We report an original observation where the thyroid
tuberculosis is associated with the Graves disease. As known,
this association has never been reported in the literature. On
the one hand, during the Graves disease, the stimulation of the
thyroid receptors of TSH by the anti-TSH receptor antibodies,
particularly TSAb (Thyroid Stimulating Antibody) or TSI (TS
Immunoglobulin), increased the synthesis of thyroid hormones.
Due to an autoimmune mechanism, these thyroid changes will be
responsible of vascular disorders that make the thyroid sensitive
to the bacillary attack. On the other hand, the hyperproduction of
thyroid hormones during Graves disease is normally sensitive to
the action of synthetic antithyroid drugs which act by inhibiting
thyroperoxidase (TPO) and have a Immunosuppressive effect by
decreasing the CD8 T suppressor lymphocytes and increasing the
CD4 T helper. The absence of response to antithyroid syntheses
drugs in the reported case suggests a modulating action of
the Koch bacillus on carbimazole or on the thyroperoxidase
rendering the antithyroid ineffective.
Although the diagnosis of Graves disease is generally easy,
based on the clinical triad: hyperthyroidism, goitre, exophthalmosand confirmed by the positivity of anti-TSH receptor antibodies,
the thyroid tuberculosis remains difficult outside of guidance by
Clinical or biological factors (TB disease, history of tuberculosis,
cutaneous fistula on clinical examination, fever, inflammatory
syndrome). The coexistence of a Graves disease makes the
clinical symptomatology more misleading. The attention of the
practitioner should be attracted if a concomitant or sequential
tuberculous focus is present  and in the case of unexpected
response to treatment as reported in the observation.
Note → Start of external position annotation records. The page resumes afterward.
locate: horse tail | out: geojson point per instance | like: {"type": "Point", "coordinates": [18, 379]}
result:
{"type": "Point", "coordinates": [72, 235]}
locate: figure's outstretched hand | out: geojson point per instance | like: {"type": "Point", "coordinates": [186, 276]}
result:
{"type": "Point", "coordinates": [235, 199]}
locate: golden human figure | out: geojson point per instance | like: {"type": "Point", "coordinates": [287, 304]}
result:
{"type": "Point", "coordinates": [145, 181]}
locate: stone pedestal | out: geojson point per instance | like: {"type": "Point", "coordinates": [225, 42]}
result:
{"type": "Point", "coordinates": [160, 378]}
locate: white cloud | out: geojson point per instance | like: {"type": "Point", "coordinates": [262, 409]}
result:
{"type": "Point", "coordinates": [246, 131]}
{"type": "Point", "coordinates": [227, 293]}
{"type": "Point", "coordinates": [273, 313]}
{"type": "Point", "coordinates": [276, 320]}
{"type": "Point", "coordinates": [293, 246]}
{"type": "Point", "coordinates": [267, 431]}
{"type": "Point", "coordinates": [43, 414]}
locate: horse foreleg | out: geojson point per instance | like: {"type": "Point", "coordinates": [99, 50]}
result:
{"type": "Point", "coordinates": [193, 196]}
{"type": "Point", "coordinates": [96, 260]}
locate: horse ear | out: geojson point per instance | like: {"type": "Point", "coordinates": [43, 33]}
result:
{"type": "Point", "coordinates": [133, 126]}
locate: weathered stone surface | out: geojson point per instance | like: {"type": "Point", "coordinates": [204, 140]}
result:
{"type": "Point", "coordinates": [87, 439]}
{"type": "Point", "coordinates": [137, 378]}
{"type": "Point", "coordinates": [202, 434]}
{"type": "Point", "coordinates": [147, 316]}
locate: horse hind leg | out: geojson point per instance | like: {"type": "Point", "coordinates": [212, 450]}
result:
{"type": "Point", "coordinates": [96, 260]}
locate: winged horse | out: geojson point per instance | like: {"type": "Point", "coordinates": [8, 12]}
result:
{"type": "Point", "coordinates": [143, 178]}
The diagnosis confirmation requires a bacteriological proof
of the existence of Koch bacillus in a thyroid or a granuloma
epithelioid gigantocellular with caseous necrosis during the
histopathological examination of the Piece of thyroidectomy.
Outside the complicated forms (abcdation, fistulization),
the treatment of thyroid tuberculosis is medical. This treatment
consists of the association of powerful anti-bacillary drugs .
In our case, the total thyroidectomy was indicated because of the
ineffectiveness of synthetic antithyroid drugs on the control of
hyperthyroidism that is related to Graves disease. The surgery
has a double interest therapeutic and diagnosis. The evolution is
often favorable and without sequelae.
Graves disease can make the thyroid vulnerable to infections,
the practitioner must think about a possible association with
thyroid tuberculosis if there is no response to antithyroid
treatment especially in tuberculous endemic areas.